After checking both virtual adapters were visible in the Network Connections interface, and that they had the right IPs assigned, I rechecked my Windows Firewall settings and ran a port probe to confirm only ports I knew I wanted open were open (RRAS Basic Firewall doesn’t exist any more in 2008, so be careful with dual-homing where the Internet is attached to one of your adapters).

The disconnect here was that I was assuming the parent partition would see the physical hardware – it does, it just doesn’t use it directly any more, it looks like it uses the virtualized setup instead, at least to some extent.

Lesson #3: Hyper-V and DHCP didn’t like each other when the physical host became the parent partition

My RRAS server had (to this point) been my DHCP server for the internal network. This was all fine, and seemed to be working okay (or had my lease durations just not expired yet?), except for the new virtual hosts I created today.

There’s some lore floating around on the forums that worked for me – the bit that worked was manually adding a REG_MULTI_SZ called IPAddress to the likeliest-looking adapter interface in the registry, because Hyper-V setup for whatever reason doesn’t do that.

The DHCP server wouldn’t bind to the physical adapters (or even show them in the Bindings interface), presumably because IPv4 and IPv6 was unbound from them (interesting, hey?) and also wouldn’t show me either of the virtual adapters, which I guess is due to the lack of a static IP address on either of them.

Now, though, my setup’s working nicely, everything more or less as it was before, only virtualized. And thus, you know, more sexy.

Comments (5)

  1. Tristan K says:

    Yup – I found the ISA NAT implementation didn’t mix with the 360 too well last time I tried it… I might give it another whirl with TMG.

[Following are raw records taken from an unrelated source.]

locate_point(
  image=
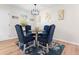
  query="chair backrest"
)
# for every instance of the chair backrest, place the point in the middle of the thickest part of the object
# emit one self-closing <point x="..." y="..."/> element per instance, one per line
<point x="46" y="28"/>
<point x="20" y="33"/>
<point x="27" y="28"/>
<point x="51" y="33"/>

    I love being able to set up purely internal virtual networks where my virtual hosts congregate; I wonder if I could use that to perform a sneaky passthrough for the ISA host (connect the parent to a virtual network, and have ISA downstream of a virtual RRAS box (kinda what I did in the past, though more complicated))… best of both worlds… 🙂

  2. I also use WPAD, and I have an old XBox, and a Nintendo Wii, and a bunch of other devices that might need to go out unfiltered and/or unauthenticated: I just give them always the same IP Address thru RESERVATIONS in DHCP, and I let those IP out. All the rest in the dynamic IP range (=my kids and my wife’s PCs) are allowed to go out for a few protocols, and have authenticated/filtered HTTP access (kids only have a whitelist of "allowed" sites… :-))

    I am using virtual adapters for a sort of "DMZ", where I keep TEST machines that are in separate domains and don’t have anything to do with "production" 🙂 … so I can still send them out for WindowsUpdate, but they don’t send crap (even just browser elections or any enumeration of stuff) out to my real internal net.

  3. Tristan K says:

    Gotcha, good solution. My ISA Server is an optional web proxy, I just point Auto Detect clients at it through WPAD (I have an Xbox 360 on the network, so I don’t want any port filtering to happen at the ISA box for that).

    That said… I’m thinking I might put Forefront TMG on the host for general filtering and firewalling (or just WS2008 R2), and use the virtualized adapters to provide a dedicated "passthrough" router for the Xbox.

  4. I had not spotted that registry hack, months ago when I built my hyperV home setup…. therefore I have DHCP installed on the ISA Server virtual machine I always keep turned on, only bound to the "internal" NIC… the HyperV host has two NICs, but effectively communicated to the Internet THRU the virtualized ISA on the one that is "internal"… the other one is used for the ISA to go to the router, but the host does not use it.

  5. Rick says:

    I just bought a Q8300 as it was on the Intel list posted as having VT.. http://www.intel.com/products/processor_number/chart/core2quad.htm

    It did not work, and it appears from the following that it does not have VT! http://ark.intel.com/cpu.aspx?groupId=39107

    What a waste of money.. I only bought it to setup a hyper-v test machine!